The first article of the new blog, character string Unicode escape

Source: Internet
Author: User

I opened a blog in the blog Park, and shared my own things. I hope I can stick to it.

The first article is actually a little thing, that is, the Unicode escape of strings. Sometimes, when processing some network information, it is inevitable to perform Unicode escape for Chinese characters, that is, it becomes \ u4e2d \ u6587 to Facilitate network transmission. To facilitate encoding and decoding, we wrote two functions to do this.

The first is the hexadecimal character judgment. I put it into a separate class to facilitate reuse. The function is very simple, that is, to determine whether the character is within the range of [0-9a-fa-f. Here is a very small technique, that is, to slightly tune the order of judgment in the order of the binary tree, which can slightly increase the speed.

Using system. Text; namespace cyjb {// <summary> // provides an extension method for the <see CREF = "system.
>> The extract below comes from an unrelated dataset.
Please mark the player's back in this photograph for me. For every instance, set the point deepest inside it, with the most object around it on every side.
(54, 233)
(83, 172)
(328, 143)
Char"/> class. /// </Summary> Public static class charext {# region ishex // <summary> // indicates whether the specified Unicode Character belongs to the hexadecimal number category. /// </Summary> /// <Param name = "ch"> UNICODE character to be calculated. </Param> /// <returns> If <paramref name = "ch"/> is a decimal number, it is <C> true </C>; // otherwise, is <C> false </C>. </Returns> Public static bool ishex (this char ch) {If (CH <= 'F') {If (CH> = 'A ') {return ch <= 'F' | ch> = 'a';} else {return ch> = '0' & Ch <= '9 ';}} return false;} // <summary> // indicates whether the character at the specified position in the specified string belongs to the hexadecimal number category. /// </Summary> /// <Param name = "str"> a string. </Param> // <Param name = "Index"> the position of the character to be calculated in <paramref name = "str"/>. </Param> // <returns> If the character in <paramref name = "str"/> is at <paramref name = "Index"/>, /// it is <C> true </C>. Otherwise, it is <C> false </C>. </Returns> // <exception CREF = "system. indexoutofrangeexception"> <paramref name = "Index"/> is greater than or equal to the length of the string or less than zero. </Exception> Public static bool ishex (string STR, int index) {return ishex (STR [Index]); }# endregion // ishex }}

Then it is the Unicode encoding and decoding method for the string.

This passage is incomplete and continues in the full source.